Sean Cotton Releases Almaguin Gothic
It’s no secret that the pandemic put a wrench in the live music scene, and while that hasn’t necessarily stopped Burk’s Falls musician Sean Cotton from playing music for an audience over Zoom, he says it’s not the same.
“For me personally, it doesn’t thrill me to do because you’re just not connecting. You’re not having an immediate connection,” says Cotton. “It feels more like work to be performing the live stream.”
Part of playing live in front of a crowd, he says, is about connecting with the audience, seeing the way they enjoy the music.
In the fall of 2020, Cotton was able to play live music in person in Muskoka for an audience with a six- and seven-piece ensemble. Cotton says that during this time musicians aren’t being paid enough to pay their mortgages, but he saw this as an opportunity to take the financial pressure off and play his heart out anyway.
“In Bracebridge Hall we were able to expand it to a seven-piece band and really just bringing music back in a way that hasn’t been seen in Muskoka for a long time,” he says. “I think the more we can do that, just to create that celebration around music and the live experience and bring back something that we lost even before the pandemic.”

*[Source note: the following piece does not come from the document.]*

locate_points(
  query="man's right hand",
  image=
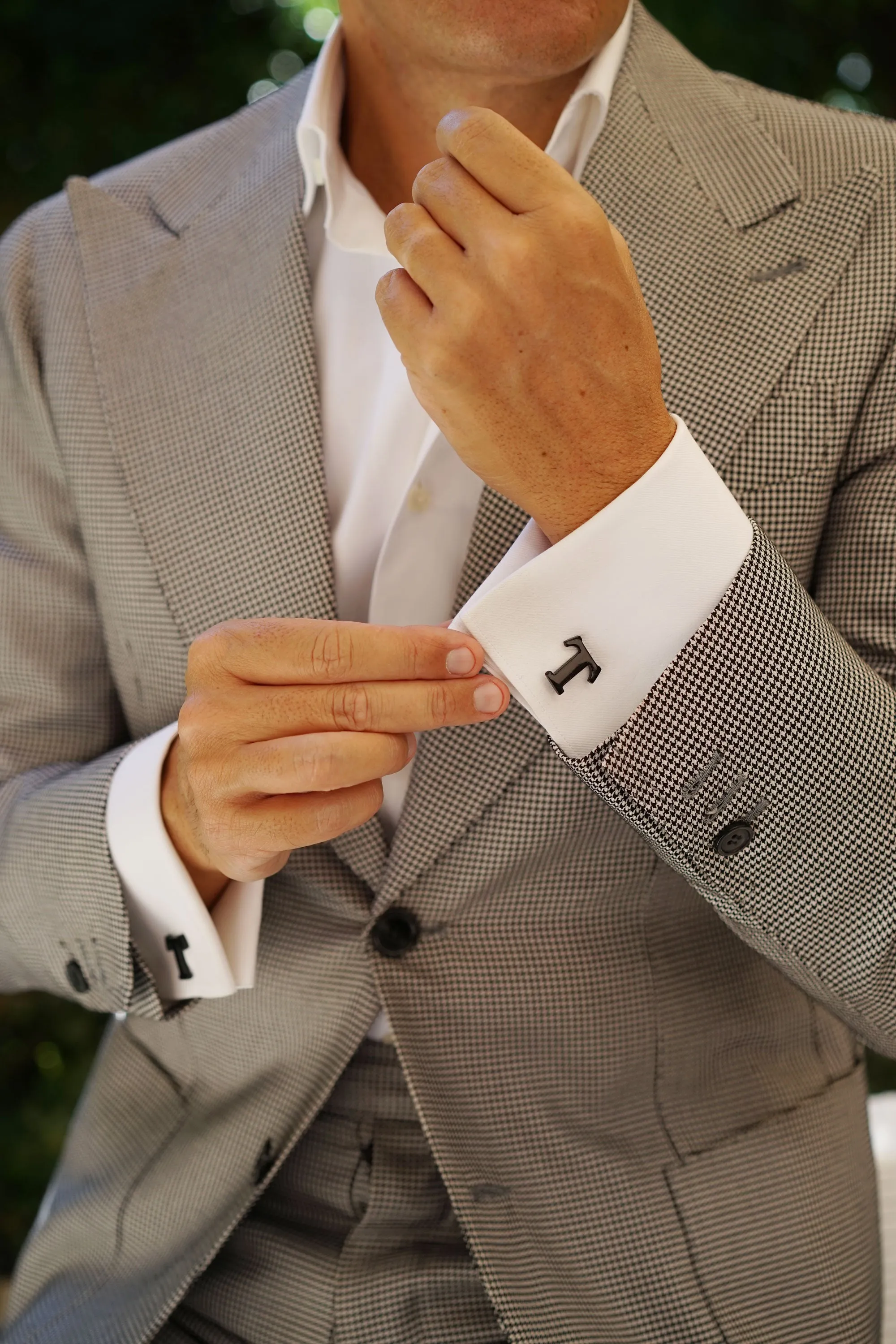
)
(289, 726)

A new expectation is arising from musicians now and when the pandemic is over, according to Cotton, because prior to the pandemic, live music was “relegated to the corner.” During a live performance in the fall, Cotton was approached by someone after the show who said “this is what we’ve been missing, it was a religious experience to hear musicians playing their hearts out.”
Before taking music seriously, Cotton was prepared to attend a visual arts program at York University to become a visual arts teacher, but changed his mind last minute.

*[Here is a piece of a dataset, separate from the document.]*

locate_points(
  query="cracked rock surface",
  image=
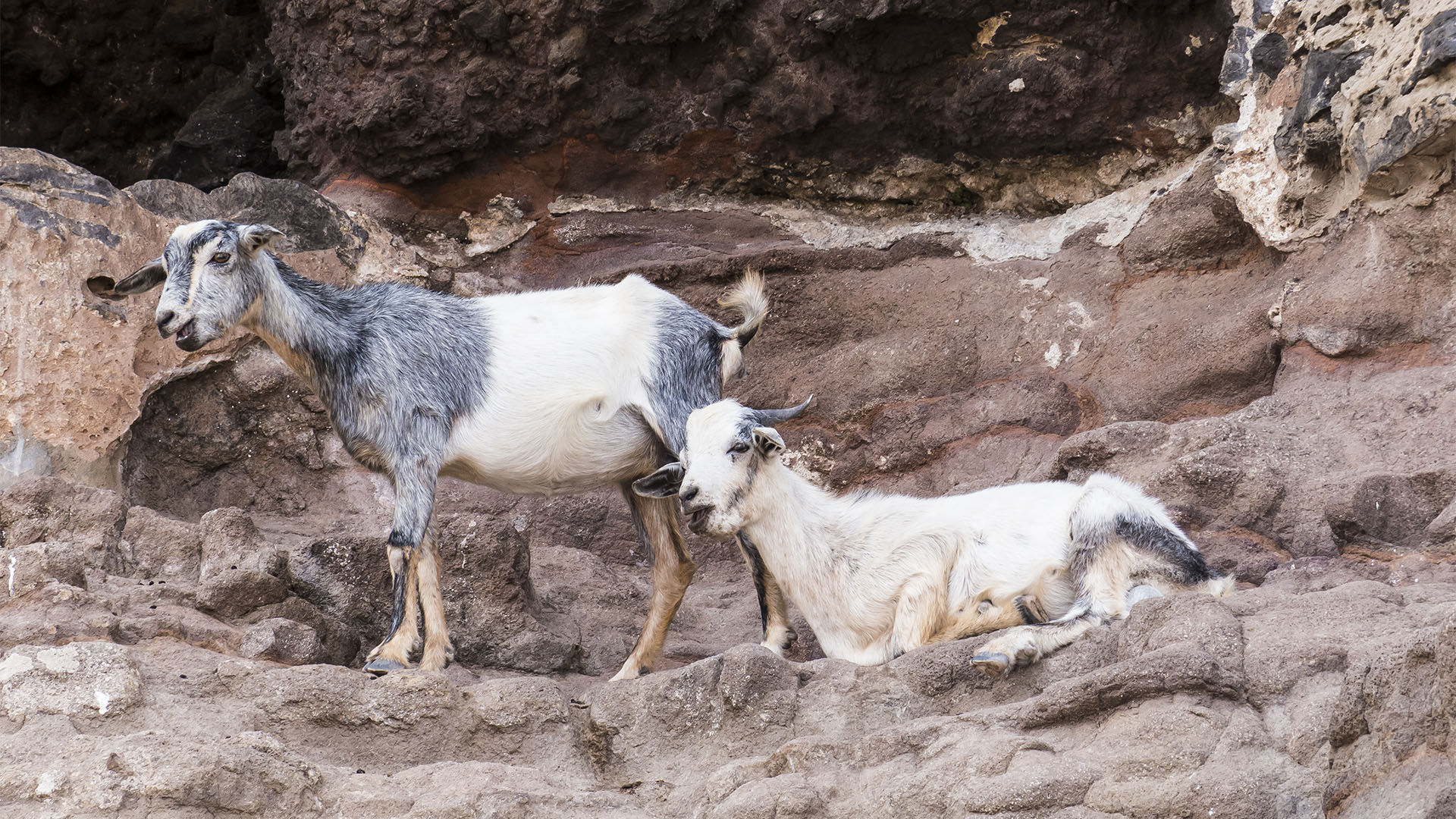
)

“I wasn’t as turned on by the sort of solitary experience of being a visual artist, versus the social experience of playing music.”
The solitary experience can be compared to playing live music for an audience over a streaming platform, but that didn’t stop him from releasing a new album called Almaguin Gothic with the help of his 20-year-old daughter. The album is folk-rock music.
Cotton had a passion for a music as a child when he was old enough to notice his father’s hobby band and see what was possible. Over the years, he has played a variety of styles and cross styles of American roots music because that’s where his heart resonates. Under this genre falls music influenced by blues, R&B and classic country and funk.
Almaguin Gothic can be found on many music streaming platforms such as Apple Music and Spotify.